Madame la députée des Français d’Amérique du Nord ?

Si sa vie personnelle l’a amenée à déménager aux Etats-Unis, l’attrait de Cécilia Attias pour New York remonte bien avant son expatriation. Déjà, en 2005, elle déclarait au New York Times son envie de s’installer ici et de faire son jogging à Central Park. “J’ai toujours aimé cette ville, ce pays, pour le dynamisme, le positivisme qui règne ici”. A dix-huit ans, le bac en poche, Cécilia s’envole pour les Etats-Unis. “J’étais venu chez mon frère ainé, qui partage sa vie entre San Francisco et Washington, suivre un semestre d’études à l’université de Stranford et j’étais déjà tombée amoureuse des Etats-Unis”.

Lorsque Richard Attias, son mari, n’est pas en voyage d’affaires, le couple parcourt les Etats-Unis. “On veut visiter le plus d’Etats possible. On est allé à la La Nouvelle-Orléans, dans le Montana, le Wyoming. On découvre à chaque fois une Amérique différente, incroyable et toujours belle. Je pourrais tout à fait habiter ailleurs qu’à New York. Je me vois bien avoir une maison au fin fond du Colorado, du Montana. Je trouve que la Caroline du sud, et la Géorgie sont aussi sublimes. Je suis très sauvage, je n’ai pas besoin d’une importante vie sociale”.

Pour le moment, la vie de Cécilia Attias est encore très mouventée. Outre les différents voyages où elle accompagne son mari, elle est toujours à la tête de la Cécilia Attias Foundation for Women, un organisme qui promeut de nombreuses associations venant en aide aux femmes.
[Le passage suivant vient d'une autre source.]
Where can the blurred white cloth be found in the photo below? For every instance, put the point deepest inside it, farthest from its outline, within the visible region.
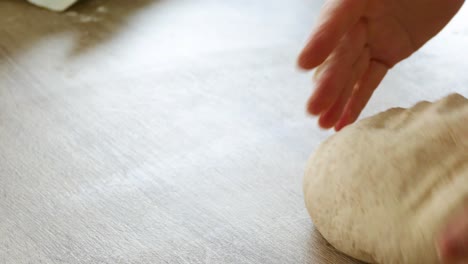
(55, 5)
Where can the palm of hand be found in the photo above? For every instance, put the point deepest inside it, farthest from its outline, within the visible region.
(355, 44)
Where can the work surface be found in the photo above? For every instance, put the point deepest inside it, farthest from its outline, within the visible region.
(172, 131)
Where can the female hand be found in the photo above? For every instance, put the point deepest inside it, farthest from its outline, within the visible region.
(357, 41)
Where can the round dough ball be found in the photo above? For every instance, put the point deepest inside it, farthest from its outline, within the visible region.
(382, 189)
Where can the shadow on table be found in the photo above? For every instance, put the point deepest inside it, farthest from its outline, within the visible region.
(321, 252)
(91, 22)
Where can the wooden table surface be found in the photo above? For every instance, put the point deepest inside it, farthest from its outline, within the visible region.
(172, 131)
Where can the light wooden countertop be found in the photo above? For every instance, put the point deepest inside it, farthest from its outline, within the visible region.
(171, 131)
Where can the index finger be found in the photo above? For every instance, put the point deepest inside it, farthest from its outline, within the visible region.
(337, 17)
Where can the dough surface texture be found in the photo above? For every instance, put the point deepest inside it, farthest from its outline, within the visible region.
(381, 190)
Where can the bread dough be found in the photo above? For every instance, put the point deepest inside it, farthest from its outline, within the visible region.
(381, 190)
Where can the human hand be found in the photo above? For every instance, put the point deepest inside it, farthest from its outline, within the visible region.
(357, 41)
(453, 242)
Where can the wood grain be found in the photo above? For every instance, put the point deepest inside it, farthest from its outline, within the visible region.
(171, 131)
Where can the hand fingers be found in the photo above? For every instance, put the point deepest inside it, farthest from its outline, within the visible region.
(331, 116)
(337, 70)
(453, 244)
(362, 93)
(337, 17)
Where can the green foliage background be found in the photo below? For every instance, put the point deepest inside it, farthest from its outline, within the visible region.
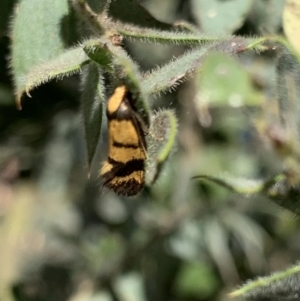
(63, 238)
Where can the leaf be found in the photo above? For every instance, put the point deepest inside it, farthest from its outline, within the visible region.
(233, 82)
(281, 285)
(239, 185)
(266, 16)
(67, 63)
(196, 279)
(164, 37)
(128, 72)
(130, 287)
(97, 50)
(125, 71)
(176, 71)
(161, 142)
(37, 36)
(132, 12)
(291, 22)
(288, 91)
(220, 17)
(282, 189)
(92, 98)
(5, 12)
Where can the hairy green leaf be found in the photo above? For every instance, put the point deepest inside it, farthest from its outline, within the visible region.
(176, 71)
(37, 36)
(97, 51)
(220, 17)
(233, 82)
(67, 63)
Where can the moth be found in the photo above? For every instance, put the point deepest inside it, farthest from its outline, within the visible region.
(124, 170)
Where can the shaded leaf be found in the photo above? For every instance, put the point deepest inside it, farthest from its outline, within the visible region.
(97, 51)
(161, 142)
(132, 12)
Un travail à temps plein qui ne l’a pas empêchée, en 2012, d’être sollicitée par l’UMP pour se présenter à l’élection du député des Français d’Amérique du Nord. “Des Français installés ici voulaient que je me présente et que je les représente. Je ne l’ai pas fait parce qu’avant même que je me décide, j’étais déjà critiquée dans la presse. C’est une des choses que je trouve déplorable en France. Pourquoi voulez-vous que des gens nouveaux s’engagent en politique s’ils savent qu’ils vont se faire taper dessus avant même d’avoir bougé un doigt ?”.

Cette expérience a-t-elle eu raison de son retour en politique et de sa candidature au poste de député d’Amérique du Nord. “On ne tire jamais un trait sur rien”, conclut-elle.